What is Contact Tracing?

Contact Tracing works backwards from someone testing positive for COVID-19 to identify anyone they may have come in contact with, possibly exposing them to the disease.


Why is it important?

Contact Tracing is a public health tool that can help slow down the spread of COVID-19 by warning people if they’ve been exposed, even if they aren’t showing any symptoms.

Even though the tool offers public health benefits, it may also cause significant risks to civil rights and liberties.


How does it work?

There are a couple of different ways for contact tracing to work. One is known as the manual approach and the others are called tech assisted contact tracing models (TACT)

Manual Contact Tracing

Manual Contact Tracing

Tech-Assisted Contact Tracing

TACT models go through the same steps as a manual approach - except this time with a smart phone instead of human callers. There are two categories of TACT models based on the type of data collected:

Location-Based Contact Tracing
Proximity-Based Contact Tracing
  • Cell signals, GPS signals and WIFI all provide location data
  • If enable, constantly  tracking and storing data
  • Relies on Bluetooth signals
  • Based on proximity, generally 15-30 feet
  • If enabled, tracks other Bluetooth devices within range, but does not actively collect any location data

Will I need to download an app?

Right now, the state is rolling out a voluntary manual contact tracing process. But that doesn’t mean a tech approach won’t be adopted in the future. 

Your work and school may also have different requirements. If you are asked to download an app, ask questions to help figure out how it may impact your privacy rights.


What happens to my information?

Since contact tracing is a public health tool, any information collected during the process should only be used for public health purposes. It should never make its way into the hands of another government agency.


What does contact tracing have to do with your rights?

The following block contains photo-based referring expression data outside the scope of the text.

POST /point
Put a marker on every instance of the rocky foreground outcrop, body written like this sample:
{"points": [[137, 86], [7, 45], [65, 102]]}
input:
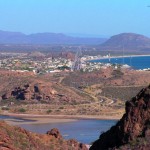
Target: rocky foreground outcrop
{"points": [[133, 129], [16, 138]]}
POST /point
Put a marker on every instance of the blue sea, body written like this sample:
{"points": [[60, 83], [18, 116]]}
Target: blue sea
{"points": [[85, 131], [136, 62]]}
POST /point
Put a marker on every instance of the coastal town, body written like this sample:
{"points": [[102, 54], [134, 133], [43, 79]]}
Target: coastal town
{"points": [[39, 63]]}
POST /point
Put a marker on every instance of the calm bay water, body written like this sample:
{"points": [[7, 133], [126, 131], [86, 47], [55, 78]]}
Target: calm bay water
{"points": [[138, 62], [85, 131]]}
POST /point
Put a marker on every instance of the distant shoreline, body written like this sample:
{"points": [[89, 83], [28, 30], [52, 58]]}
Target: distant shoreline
{"points": [[42, 119], [126, 56]]}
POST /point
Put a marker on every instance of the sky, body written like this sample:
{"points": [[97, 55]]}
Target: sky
{"points": [[84, 17]]}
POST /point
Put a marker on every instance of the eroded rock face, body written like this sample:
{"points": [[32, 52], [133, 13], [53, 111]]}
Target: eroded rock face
{"points": [[54, 132], [16, 138], [134, 124]]}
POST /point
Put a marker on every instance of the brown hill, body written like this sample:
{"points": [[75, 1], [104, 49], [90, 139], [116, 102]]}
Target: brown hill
{"points": [[133, 129], [16, 138], [31, 88], [127, 41]]}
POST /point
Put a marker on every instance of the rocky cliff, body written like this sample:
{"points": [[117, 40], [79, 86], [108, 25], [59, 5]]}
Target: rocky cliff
{"points": [[16, 138], [133, 129]]}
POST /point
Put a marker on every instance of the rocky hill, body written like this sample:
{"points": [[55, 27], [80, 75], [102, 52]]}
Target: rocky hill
{"points": [[127, 41], [16, 138], [133, 129], [7, 37]]}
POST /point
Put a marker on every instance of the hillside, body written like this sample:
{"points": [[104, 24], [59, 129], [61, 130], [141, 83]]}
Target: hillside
{"points": [[7, 37], [133, 130], [127, 41], [16, 138]]}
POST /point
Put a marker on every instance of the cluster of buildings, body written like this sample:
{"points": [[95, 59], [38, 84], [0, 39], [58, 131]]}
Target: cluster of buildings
{"points": [[23, 62]]}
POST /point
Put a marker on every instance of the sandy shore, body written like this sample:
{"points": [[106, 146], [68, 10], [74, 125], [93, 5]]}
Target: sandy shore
{"points": [[119, 57], [43, 119]]}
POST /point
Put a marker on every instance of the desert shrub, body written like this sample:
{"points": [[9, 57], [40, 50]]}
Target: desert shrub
{"points": [[5, 108], [22, 110], [48, 111]]}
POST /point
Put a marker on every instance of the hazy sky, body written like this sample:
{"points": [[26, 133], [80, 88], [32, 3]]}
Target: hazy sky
{"points": [[96, 17]]}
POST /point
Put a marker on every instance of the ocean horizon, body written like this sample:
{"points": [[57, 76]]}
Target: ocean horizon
{"points": [[135, 62]]}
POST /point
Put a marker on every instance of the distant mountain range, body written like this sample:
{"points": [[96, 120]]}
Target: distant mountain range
{"points": [[127, 41], [7, 37]]}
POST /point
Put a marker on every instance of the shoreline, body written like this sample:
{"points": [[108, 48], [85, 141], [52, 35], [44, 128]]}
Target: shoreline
{"points": [[101, 58], [43, 119]]}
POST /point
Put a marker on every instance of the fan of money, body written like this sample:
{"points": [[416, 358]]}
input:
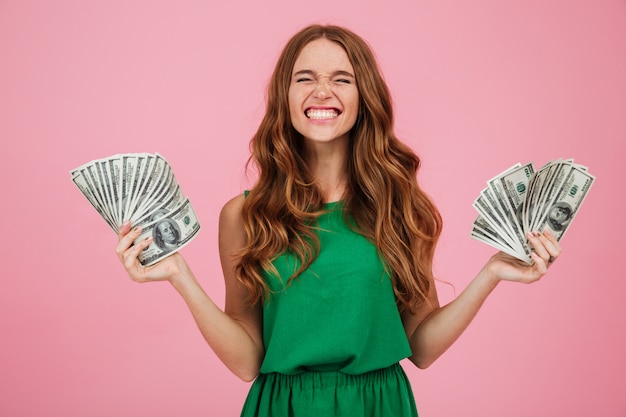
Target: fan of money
{"points": [[141, 188], [520, 200]]}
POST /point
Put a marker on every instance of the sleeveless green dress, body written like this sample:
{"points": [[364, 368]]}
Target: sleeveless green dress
{"points": [[333, 337]]}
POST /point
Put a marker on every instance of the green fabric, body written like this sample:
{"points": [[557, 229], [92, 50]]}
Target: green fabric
{"points": [[382, 393], [337, 324]]}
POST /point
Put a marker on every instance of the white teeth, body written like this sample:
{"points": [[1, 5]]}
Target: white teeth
{"points": [[321, 114]]}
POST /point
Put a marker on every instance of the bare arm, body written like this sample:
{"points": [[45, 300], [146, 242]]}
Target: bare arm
{"points": [[433, 329], [235, 334]]}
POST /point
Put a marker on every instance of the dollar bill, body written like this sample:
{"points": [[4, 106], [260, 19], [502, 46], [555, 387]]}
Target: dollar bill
{"points": [[169, 233], [520, 200], [140, 188]]}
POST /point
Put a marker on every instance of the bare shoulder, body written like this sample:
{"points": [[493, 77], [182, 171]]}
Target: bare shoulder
{"points": [[232, 235], [230, 215]]}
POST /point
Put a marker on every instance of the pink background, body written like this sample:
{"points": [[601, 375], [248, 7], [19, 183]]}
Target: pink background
{"points": [[478, 86]]}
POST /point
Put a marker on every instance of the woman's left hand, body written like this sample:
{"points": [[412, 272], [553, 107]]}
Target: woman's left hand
{"points": [[546, 250]]}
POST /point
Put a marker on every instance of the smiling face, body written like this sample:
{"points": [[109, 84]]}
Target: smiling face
{"points": [[323, 94]]}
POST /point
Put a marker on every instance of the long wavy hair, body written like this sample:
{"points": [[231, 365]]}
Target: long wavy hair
{"points": [[383, 200]]}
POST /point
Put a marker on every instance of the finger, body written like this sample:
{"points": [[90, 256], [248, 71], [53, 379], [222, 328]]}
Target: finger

The process of contact tracing relies on collecting your personal information in order to determine where you've been and who you may have exposed. Since contact tracers need to know if you've tested positive or are showing symptoms, your medical information is also being shared.

You have privacy rights attached to all of this data, making it sensitive and valuable. Any entity, including the government, must respect those rights.


How can my privacy be protected during contact tracing?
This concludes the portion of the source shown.